We can now identify these points on our plot, using the ‘points’ function, taking the hatvalues and standardised residuals from our ‘v.out’ matrix and ‘glp’ matrix:

plot(hatvalues(reg.s), rstudent(reg.s), xlab = "Leverage", ylab = "Standardised Residuals")
abline(h = -2.5, col="red", lty = 2)
abline(h = 2.5, col="red", lty = 2)
points(hatvalues(reg.s)[v.out], rstudent(reg.s)[v.out], col="red", pch=20)
text(hatvalues(reg.s)[v.out]+0.002, rstudent(reg.s)[v.out]+0.01, v.out, cex = 0.8) 
abline(v = 0.06, col = "darkgreen", lty = 2)
points(hatvalues(reg.s)[glp], rstudent(reg.s)[glp], col="darkgreen", pch=20)
text(hatvalues(reg.s)[glp]+0.002, rstudent(reg.s)[glp]+0.01, glp, cex = 0.8) 

If we apply the ‘plot’ function to the output of the linear model, we obtain four plots:

  1. residuals against fitted values,

  2. standardised residuals against theoretical quantiles (QQ residuals),

  3. the square root of the standardised residuals against the fitted values (scale-location), and

  4. the standardised residuals against the leverage (the plot we have already seen above).

par(mfrow = c(2,2))
plot(reg.s)

  1. Residuals against fitted values: the red line does not show a specific trend differing from linearity, so it seems that it would be reasonable to assume that our linear regression line models the relationship between the horsepower and prices effectively.

  2. Standardised residuals against theoretical quantiles (QQ residuals): here we can see that the tail ends of the curve veer away from the theoretical line (dotted) so the model seems to work well for the central section of the data and less well at the ends.

  3. The square root of the standardised residuals against the fitted values (scale-location) : here we see the red line is approximately horizontal, meaning the average magnitude of the standardised residuals does not change much as the expected values increase.

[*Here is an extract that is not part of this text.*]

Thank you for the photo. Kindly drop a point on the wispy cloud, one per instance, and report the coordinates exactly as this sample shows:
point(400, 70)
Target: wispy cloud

The values are spread around above and below the line, but in a limited way, so the magnitudes do not vary much compared to the expected values.

  4. The standardised residuals against the leverage (the plot we have already seen above) shows the outliers which are affecting the model. This indicates heteroskedasticity; the prediction errors differ for portions of the range. In this case, the regression has left something unaccounted for in high and low ranges of horsepower.

Making Predictions

To predict the ‘appropriate’ price, based on a horsepower value of 150 cavalli, we can form a matrix of (1, 150) that is, 1, which will be multiplied by beta zero and 150, which will be multiplied by beta 1. We transpose this matrix using the function ‘t’ so that it is 1 x 2, and multiply the transposed matrix by the 2 x 1 matrix of coefficients from the linear model:

x0 <- c(1, 150)
x0
## [1]   1 150
t(x0)%*%reg.s$coefficients
##          [,1]
## [1,] 21268.76

So the price, according to our model, should be € 21,270 for a horsepower of 150 cavalli.

Summary

In this analysis, we have:

Conclusion

Our simple linear regression model works quite well for most of the values, allowing us to make reasonably accurate predictions for the price, given the horsepower of a vehicle. However, adjustments could improve the model at the lower tail and particularly at the upper tail. There seems to be another predictor, as well as the horsepower, influencing the price of the vehicle. We could try to improve our model by including multiple predictors, to see if we can identify a more complex yet accurate relationship between the predictor and response variables.